Kobach served as Kansas secretary of state from 2011 through 2018 and served as the vice chairman of a short-lived Trump presidential commission on election fraud. He also championed tough voter ID laws, one of which required new voters to show papers documenting their U.S. citizenship when registering and was struck down by the federal courts.
Kobach’s successor as secretary of state, Republican Scott Schwab, declined to comment Thursday, though Schwab has strongly defended the integrity of the state’s elections. Elections in 101 of the state’s 105 counties are run by elected county clerks, but the secretary of state appoints election commissioners in the four most populous ones. Schwab appointed Johnson County’s Fred Sherman in 2020.
Johnson County Commission Chair Mike Kelly said Schwab’s office would supervise the destruction of ballots and said in a statement Thursday that it has “deferred this matter” to Schwab. Sherman did not immediately return a telephone message seeking comment.
The conflict in Kansas’ most populous county comes after activists who believe Trump’s elections lies challenged voter registrations from the 2020 elections across the U.S. even as county election officials were preparing for the fall 2022 elections.

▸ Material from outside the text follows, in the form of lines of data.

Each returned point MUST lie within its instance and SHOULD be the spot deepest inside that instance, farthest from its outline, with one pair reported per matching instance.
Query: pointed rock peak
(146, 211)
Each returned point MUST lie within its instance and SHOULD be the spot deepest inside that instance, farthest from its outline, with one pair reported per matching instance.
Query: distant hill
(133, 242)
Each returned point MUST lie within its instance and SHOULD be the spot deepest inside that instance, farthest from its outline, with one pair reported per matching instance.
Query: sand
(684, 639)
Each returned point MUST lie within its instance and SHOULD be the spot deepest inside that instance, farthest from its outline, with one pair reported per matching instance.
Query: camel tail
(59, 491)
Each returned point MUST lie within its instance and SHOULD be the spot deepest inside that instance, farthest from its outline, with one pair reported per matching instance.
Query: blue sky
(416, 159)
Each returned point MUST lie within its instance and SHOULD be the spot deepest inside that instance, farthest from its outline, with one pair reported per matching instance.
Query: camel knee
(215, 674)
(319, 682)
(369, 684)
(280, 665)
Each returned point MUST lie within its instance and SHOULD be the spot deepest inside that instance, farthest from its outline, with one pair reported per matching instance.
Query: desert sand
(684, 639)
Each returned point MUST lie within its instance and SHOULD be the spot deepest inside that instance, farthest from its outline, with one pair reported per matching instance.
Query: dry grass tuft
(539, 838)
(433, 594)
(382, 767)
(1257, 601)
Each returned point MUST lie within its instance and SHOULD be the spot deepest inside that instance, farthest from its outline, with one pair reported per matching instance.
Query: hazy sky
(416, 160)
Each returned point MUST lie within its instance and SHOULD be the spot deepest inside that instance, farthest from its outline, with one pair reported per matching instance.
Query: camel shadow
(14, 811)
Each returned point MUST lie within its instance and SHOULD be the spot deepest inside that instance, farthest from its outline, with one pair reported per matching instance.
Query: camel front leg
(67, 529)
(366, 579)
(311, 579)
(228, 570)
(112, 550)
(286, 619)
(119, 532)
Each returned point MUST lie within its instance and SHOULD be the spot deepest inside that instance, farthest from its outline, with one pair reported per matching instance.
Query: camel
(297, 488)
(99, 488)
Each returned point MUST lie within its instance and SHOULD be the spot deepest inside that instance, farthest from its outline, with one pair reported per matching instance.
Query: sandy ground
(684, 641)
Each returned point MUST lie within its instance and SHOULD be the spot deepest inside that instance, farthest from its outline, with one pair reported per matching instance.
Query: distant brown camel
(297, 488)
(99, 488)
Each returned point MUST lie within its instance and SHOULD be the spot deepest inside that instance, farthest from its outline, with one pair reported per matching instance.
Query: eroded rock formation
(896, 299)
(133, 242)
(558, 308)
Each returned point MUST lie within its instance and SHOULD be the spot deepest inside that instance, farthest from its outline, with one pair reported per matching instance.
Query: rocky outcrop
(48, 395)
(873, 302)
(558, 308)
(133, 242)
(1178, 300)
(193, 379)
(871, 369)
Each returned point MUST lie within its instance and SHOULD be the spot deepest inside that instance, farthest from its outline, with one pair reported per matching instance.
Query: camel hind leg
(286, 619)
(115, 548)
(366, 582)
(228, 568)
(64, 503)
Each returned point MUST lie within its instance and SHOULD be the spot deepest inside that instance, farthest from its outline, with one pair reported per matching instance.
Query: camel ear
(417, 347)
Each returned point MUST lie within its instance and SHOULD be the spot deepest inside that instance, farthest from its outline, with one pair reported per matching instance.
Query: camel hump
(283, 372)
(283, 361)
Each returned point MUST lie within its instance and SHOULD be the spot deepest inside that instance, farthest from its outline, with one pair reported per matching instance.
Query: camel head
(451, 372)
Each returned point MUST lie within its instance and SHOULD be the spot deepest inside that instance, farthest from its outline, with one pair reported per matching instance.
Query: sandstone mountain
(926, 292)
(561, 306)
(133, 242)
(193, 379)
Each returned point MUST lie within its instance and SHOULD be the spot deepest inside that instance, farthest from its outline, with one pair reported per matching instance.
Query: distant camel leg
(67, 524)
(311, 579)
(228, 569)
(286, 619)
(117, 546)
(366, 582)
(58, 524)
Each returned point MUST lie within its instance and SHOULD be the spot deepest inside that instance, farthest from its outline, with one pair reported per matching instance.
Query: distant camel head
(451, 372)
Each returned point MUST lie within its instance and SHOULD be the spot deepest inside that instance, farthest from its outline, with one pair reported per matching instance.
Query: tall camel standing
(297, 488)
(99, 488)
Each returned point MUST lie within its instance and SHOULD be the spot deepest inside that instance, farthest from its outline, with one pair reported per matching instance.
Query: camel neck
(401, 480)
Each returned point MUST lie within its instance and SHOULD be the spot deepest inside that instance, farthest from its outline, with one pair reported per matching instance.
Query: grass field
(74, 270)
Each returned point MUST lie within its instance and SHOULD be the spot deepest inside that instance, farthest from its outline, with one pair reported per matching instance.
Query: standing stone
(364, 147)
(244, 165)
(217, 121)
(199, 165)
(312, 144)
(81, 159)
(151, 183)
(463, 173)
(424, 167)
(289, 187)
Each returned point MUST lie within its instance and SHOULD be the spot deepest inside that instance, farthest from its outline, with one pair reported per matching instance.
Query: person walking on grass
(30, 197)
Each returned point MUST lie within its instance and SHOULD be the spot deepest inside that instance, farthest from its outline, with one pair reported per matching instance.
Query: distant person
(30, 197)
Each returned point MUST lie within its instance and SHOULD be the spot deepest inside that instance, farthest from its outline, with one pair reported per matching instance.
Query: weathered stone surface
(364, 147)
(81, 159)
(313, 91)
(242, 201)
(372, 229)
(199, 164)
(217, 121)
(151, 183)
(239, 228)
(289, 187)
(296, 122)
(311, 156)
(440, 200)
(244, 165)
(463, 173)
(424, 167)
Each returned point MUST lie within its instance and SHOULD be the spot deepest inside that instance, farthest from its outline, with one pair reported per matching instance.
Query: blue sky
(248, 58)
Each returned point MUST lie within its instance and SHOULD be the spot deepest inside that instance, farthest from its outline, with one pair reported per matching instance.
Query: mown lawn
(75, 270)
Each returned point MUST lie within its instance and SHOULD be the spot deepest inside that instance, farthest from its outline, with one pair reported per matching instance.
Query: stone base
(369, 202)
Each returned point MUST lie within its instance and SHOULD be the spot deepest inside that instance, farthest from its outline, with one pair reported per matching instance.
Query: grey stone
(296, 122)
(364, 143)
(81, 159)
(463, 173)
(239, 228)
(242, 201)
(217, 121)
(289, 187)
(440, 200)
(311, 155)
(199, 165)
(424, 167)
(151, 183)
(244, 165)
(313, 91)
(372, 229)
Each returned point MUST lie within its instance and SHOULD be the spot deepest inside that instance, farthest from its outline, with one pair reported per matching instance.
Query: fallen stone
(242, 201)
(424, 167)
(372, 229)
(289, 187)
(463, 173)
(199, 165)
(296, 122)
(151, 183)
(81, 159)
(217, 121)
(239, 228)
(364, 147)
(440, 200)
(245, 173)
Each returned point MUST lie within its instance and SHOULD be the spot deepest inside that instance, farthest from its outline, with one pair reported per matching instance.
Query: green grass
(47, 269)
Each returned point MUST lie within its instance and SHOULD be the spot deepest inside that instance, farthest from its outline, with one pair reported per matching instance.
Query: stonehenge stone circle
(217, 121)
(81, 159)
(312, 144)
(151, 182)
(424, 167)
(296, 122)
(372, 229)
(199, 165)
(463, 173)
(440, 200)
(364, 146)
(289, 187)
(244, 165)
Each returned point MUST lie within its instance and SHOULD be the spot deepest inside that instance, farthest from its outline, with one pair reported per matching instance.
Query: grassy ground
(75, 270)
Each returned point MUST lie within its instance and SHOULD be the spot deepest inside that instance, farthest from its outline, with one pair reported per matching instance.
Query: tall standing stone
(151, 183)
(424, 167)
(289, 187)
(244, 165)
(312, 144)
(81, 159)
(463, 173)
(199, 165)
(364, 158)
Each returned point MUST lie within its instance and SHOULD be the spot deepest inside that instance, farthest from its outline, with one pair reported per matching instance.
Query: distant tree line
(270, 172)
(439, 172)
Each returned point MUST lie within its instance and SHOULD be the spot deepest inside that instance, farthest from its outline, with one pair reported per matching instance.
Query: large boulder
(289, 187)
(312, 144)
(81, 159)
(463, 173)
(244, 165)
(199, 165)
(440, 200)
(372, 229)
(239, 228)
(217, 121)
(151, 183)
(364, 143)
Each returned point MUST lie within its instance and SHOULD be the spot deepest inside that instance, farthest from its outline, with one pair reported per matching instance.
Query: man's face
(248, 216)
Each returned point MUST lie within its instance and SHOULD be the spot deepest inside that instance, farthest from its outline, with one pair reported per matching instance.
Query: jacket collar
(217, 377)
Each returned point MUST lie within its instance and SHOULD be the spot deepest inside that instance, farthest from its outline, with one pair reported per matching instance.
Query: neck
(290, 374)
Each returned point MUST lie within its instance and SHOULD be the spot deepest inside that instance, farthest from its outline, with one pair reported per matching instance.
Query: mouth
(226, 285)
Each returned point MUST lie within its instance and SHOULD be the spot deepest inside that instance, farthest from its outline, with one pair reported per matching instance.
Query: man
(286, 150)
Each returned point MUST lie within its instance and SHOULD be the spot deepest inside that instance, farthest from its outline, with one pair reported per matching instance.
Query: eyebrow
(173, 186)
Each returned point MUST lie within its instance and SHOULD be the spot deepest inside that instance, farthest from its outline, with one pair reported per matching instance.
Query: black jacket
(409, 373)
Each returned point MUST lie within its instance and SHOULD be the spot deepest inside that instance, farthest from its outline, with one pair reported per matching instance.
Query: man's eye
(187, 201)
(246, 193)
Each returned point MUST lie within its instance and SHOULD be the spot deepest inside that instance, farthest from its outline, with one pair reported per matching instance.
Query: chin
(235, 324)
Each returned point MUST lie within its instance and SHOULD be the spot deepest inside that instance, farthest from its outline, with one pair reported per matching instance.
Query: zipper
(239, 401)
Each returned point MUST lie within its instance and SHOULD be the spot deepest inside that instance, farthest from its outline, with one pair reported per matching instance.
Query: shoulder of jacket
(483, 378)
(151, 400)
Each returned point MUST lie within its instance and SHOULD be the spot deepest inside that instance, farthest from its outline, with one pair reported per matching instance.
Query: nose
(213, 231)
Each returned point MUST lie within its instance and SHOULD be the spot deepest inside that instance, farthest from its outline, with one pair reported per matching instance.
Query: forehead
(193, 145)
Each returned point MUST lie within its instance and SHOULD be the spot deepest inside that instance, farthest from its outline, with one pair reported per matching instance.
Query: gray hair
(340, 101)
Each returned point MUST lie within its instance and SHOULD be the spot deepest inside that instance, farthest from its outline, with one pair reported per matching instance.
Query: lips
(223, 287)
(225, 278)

Kansas law requires election officials to destroy the ballots for local elections after six months, unless a result still is being contested. Ballots in state and national elections must be destroyed after 22 months. Under that rule, the ballots for the November 2020 election were to have been destroyed in September 2022.
But Kobach wrote in his letter that he is concerned that destroying the ballots would hinder Hayden’s investigation.
“The preservation of any potential evidence is crucial to the integrity of this investigation, and the evidence should be retained until the case is formally closed and any and all resulting defendants are prosecuted,” Kobach wrote.
One issue for county election officials across the U.S. in preserving old ballots past their destruction date is space, but Kobach wrote in his letter that Hayden’s office “is able to provide secure storage space.”